When the Russian Woodpecker arrived
The notorious over-the-horizon radar that played havoc with shortwave radio began transmissions in July 1976 and continued for more than 13 years.
When first heard by radio amateurs around the world it had a distinctive sharp, repetitive tapping noise. This resulted in them nick-naming it the ‘Russian Woodpecker’, and that name stuck.
It randomly hopped on frequencies to disrupt legitimate broadcasts, Amateur Radio, the marine and aviation bands, and utility stations, resulting in thousands of complaints by many countries worldwide.
Transmissions were heard from about 3 MHz to above 17 MHz and were officially part of the Draga radar system. In fact, there were three Russian Woodpecker transmitters strategically placed in Ukraine and Siberia. Each had a power of at least 10 megawatts feeding very large multi-element phased array antenna, which in official circles were called the ‘steel yard’.

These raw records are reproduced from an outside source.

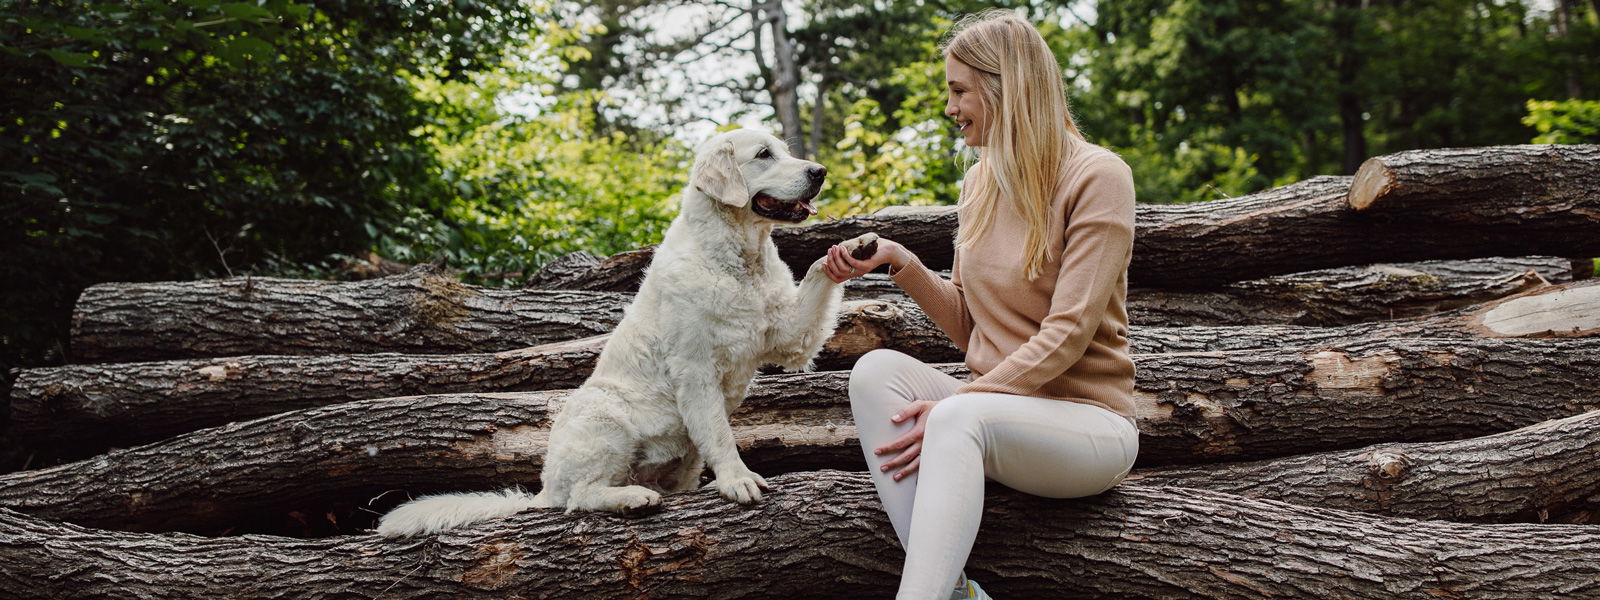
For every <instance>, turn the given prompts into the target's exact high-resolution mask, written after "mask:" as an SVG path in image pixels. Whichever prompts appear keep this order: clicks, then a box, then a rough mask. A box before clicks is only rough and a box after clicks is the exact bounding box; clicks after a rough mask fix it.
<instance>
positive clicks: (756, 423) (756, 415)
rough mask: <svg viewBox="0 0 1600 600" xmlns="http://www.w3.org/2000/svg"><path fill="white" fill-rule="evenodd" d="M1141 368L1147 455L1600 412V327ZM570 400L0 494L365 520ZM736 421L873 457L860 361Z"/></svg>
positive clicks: (97, 462)
mask: <svg viewBox="0 0 1600 600" xmlns="http://www.w3.org/2000/svg"><path fill="white" fill-rule="evenodd" d="M1138 366H1139V371H1138V373H1139V376H1138V378H1139V379H1138V384H1136V410H1138V413H1139V427H1141V432H1142V435H1141V456H1139V464H1141V467H1150V466H1160V464H1178V462H1195V461H1219V459H1230V461H1238V459H1261V458H1272V456H1285V454H1304V453H1317V451H1331V450H1344V448H1357V446H1365V445H1371V443H1382V442H1430V440H1454V438H1467V437H1477V435H1486V434H1496V432H1504V430H1510V429H1517V427H1525V426H1530V424H1536V422H1541V421H1547V419H1552V418H1562V416H1570V414H1578V413H1584V411H1590V410H1600V397H1595V395H1594V381H1597V379H1600V339H1478V341H1450V339H1413V341H1387V342H1381V344H1370V346H1368V347H1357V349H1346V350H1338V352H1336V350H1326V349H1306V350H1298V352H1285V350H1258V352H1229V354H1195V355H1146V357H1139V365H1138ZM942 368H944V370H946V371H947V373H952V374H957V376H960V374H963V373H965V371H963V370H962V368H960V366H958V365H944V366H942ZM563 397H565V392H528V394H453V395H427V397H408V398H379V400H362V402H347V403H341V405H333V406H325V408H312V410H301V411H293V413H283V414H277V416H270V418H264V419H258V421H250V422H240V424H230V426H224V427H216V429H206V430H198V432H194V434H189V435H182V437H178V438H171V440H166V442H162V443H154V445H146V446H138V448H130V450H122V451H114V453H109V454H102V456H98V458H93V459H88V461H80V462H72V464H66V466H59V467H51V469H40V470H30V472H22V474H13V475H5V477H0V506H8V507H13V509H18V510H24V512H29V514H37V515H42V517H50V518H64V520H72V522H77V523H83V525H91V526H106V528H118V530H182V531H213V533H214V531H221V530H227V528H229V526H234V525H235V523H240V522H253V520H266V522H272V523H278V525H277V526H283V528H290V530H293V526H298V525H304V523H294V522H285V517H283V514H285V512H290V510H294V512H299V514H304V515H323V514H336V515H338V518H334V520H336V522H341V523H346V525H344V526H349V523H354V522H360V520H363V518H365V520H370V518H371V517H370V515H363V514H360V504H357V502H355V501H357V499H366V498H373V496H379V494H382V493H384V491H387V490H408V491H411V493H434V491H440V490H486V488H494V486H504V485H510V483H525V485H536V482H538V472H539V461H541V458H542V456H544V442H546V438H547V427H549V416H550V411H552V403H558V402H560V398H563ZM733 424H734V438H736V440H738V442H739V445H741V451H742V456H744V458H746V461H747V462H749V464H750V467H752V469H755V470H757V472H763V474H776V472H794V470H811V469H824V467H830V469H862V467H864V461H862V458H861V450H859V448H858V442H856V432H854V426H853V421H851V416H850V402H848V373H837V371H835V373H813V374H786V376H768V378H760V379H758V381H757V384H755V386H754V387H752V392H750V395H749V398H747V400H746V403H744V406H741V408H739V411H736V413H734V414H733ZM400 499H402V498H394V501H395V502H397V501H400ZM306 526H323V528H326V526H331V525H328V523H312V525H306ZM274 531H283V530H274ZM344 531H347V530H344Z"/></svg>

The Woodpecker signals bounced back from the ionosphere, and this backscatter contained information which could show any travelling object. At the height of Woodpecker nuisance some receivers were fitted with 'Woodpecker Blankers' to minimise the harmful interference.
The radars were part of the cold-war and until the fall of the Soviet Union formed part of the Anti-Ballistic Missile early-warning system network. The Russian Woodpecker finally went off the air in December 1989, when the Soviet Union collapsed. It has gone, although more sophisticated over-the-horizon radars are now used by several countries for military and border protection.